I had the opportunity to meet with a group of high school kids from some tough schools as part of Chicago Ideas Week. They were great: smart and engaged. They had just heard my story, but what made their eyes go wide was my husband. The girls and the boys were stunned that a guy would not only stay through a surgery, but marry someone going in the shadow and valley of death. It made me realize that I have never really posted about what I feel made mine and Yoni's relationship work and what as women we should expect from the men around us. So here are a few things I think were really essential for me and Yoni during our relationship:
1. Neither of us expected it would turn into anything. You know that feeling. You've met a guy and you're pretty sure they're "the one". You match up on paper, you're terribly attracted to him and you've had a sneaky suspicion or a testimony that this is the man you are eventually going to marry. Yoni and I were friends and knew each other for 2 years before we began to date. Once we did, I had a few signs that Yoni might be the man I was supposed to spend my life with and I took NONE of them seriously. We were very different people and even if we were falling in love, the complicating factors were too vast to reconcile. This fact removed any stress from the relationship. We were able to be our selves anf from the beginning we got to know one another instead of being distracted by trying to be the person we thought the other person wanted us to be. Which brings me to point two.
2. Be honest. This doesn't mean telling him each and every family secret on the first date, but as soon as I realized I liked and was getting ready to actually love Yoni, I let him know very clearly what my values were, what my relationship with faith was, how complicated my family was and how serious my disease was. The last thing I was interested in was falling in love with a man who wasn't able to accept that.
3. Know your non-negotiables and be consistent. I'm not talking about tall, dark and handsome. I knew Yoni and I had very different upbringings so I knew I couldn't just expect him to know what was acceptable to me and what wasn't. He actually asked me very early on in our relationship because ... well, because he was a nice person, he loved me and he wasn't interested in hurting me. I sent him a list of behavior and benchmarks -- of things that would have to happen if we were to continue our courtship and things that I was not going to engage in before I was married to someone. I think there was definitely a time where he wanted to figure out what he could get away with. But as time went on, he held to the rules I set as firmly as I did.
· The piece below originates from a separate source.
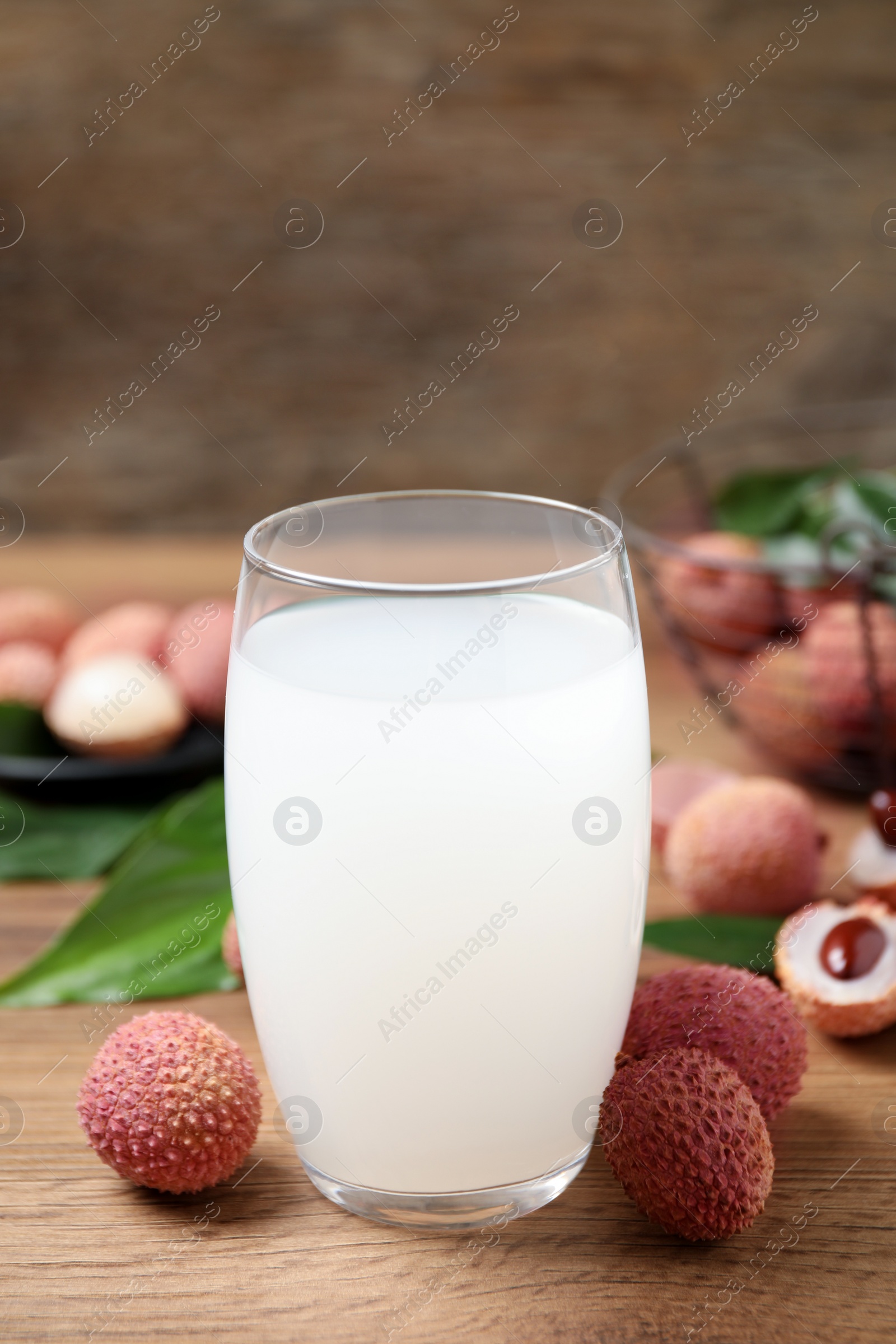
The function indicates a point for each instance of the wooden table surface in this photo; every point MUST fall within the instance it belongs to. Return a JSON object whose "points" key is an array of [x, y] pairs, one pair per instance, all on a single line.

We also had a clear idea of what progress we needed to make if we were going to continue a relationship.
4. Make sure your non-negotiables are compatible or the same. One of the biggest problems in marriages is when people have different and deeply held objectives and goals. Maybe you want tons of kids and the person you're dating doesn't want any. Maybe you have deeply held religious beliefs and your partner can't stand religion. Maybe you want a partner who will be an active part of home life and they have a big career that keeps them very busy. Figure these things before hand. Do some serious soul searching and figure out what you are really willing to compromise on and what you know you will regret in 10 or 20 years. When you're doing this, talk to your friends and your family. They know you as well as anyone. The cloud of love can be quite intoxicating and their advice and guidance can be invaluable. Even if you don't take all of it -- you're looking to marry you're partner, not your mom and your mom might never "get it" -- but see what underlying values you are willing to compromise on and what is sacred. Once you figure out what that second group is, don't compromise. If you do, you'll resent your self and your partner for it.
5. Forgive. There was recently a study on why people get divorced and why people stay together. What they found was married and divorced couples had the exact same problems but some people decided to stay together and some people didn't. There are certainly situations where divorce or leaving someone is absolutely justified and necessary. No one should be subjected to abuse, violence or addiction and sometimes, friends need help and support in leaving an abusive relationship. No one should judge someone else if they leave because of infidelity. In the same breath, no one should judge if someone doesn't leave in the face of infidelity. Forgiveness is the basis of all love and of all meaningful relationships. I am certainly not the most gifted in this one -- ask Yoni -- but Love Story was totally off. Love is kissing and making up. It is being willing to admit you're wrong. It's being willing to forgive when people don't admit it and it's the commitment to make things work despite the 101 reasons it shouldn't. Without practicing this element of true love multiple times a day, a relationship will never survive. With it, love can last for eternity.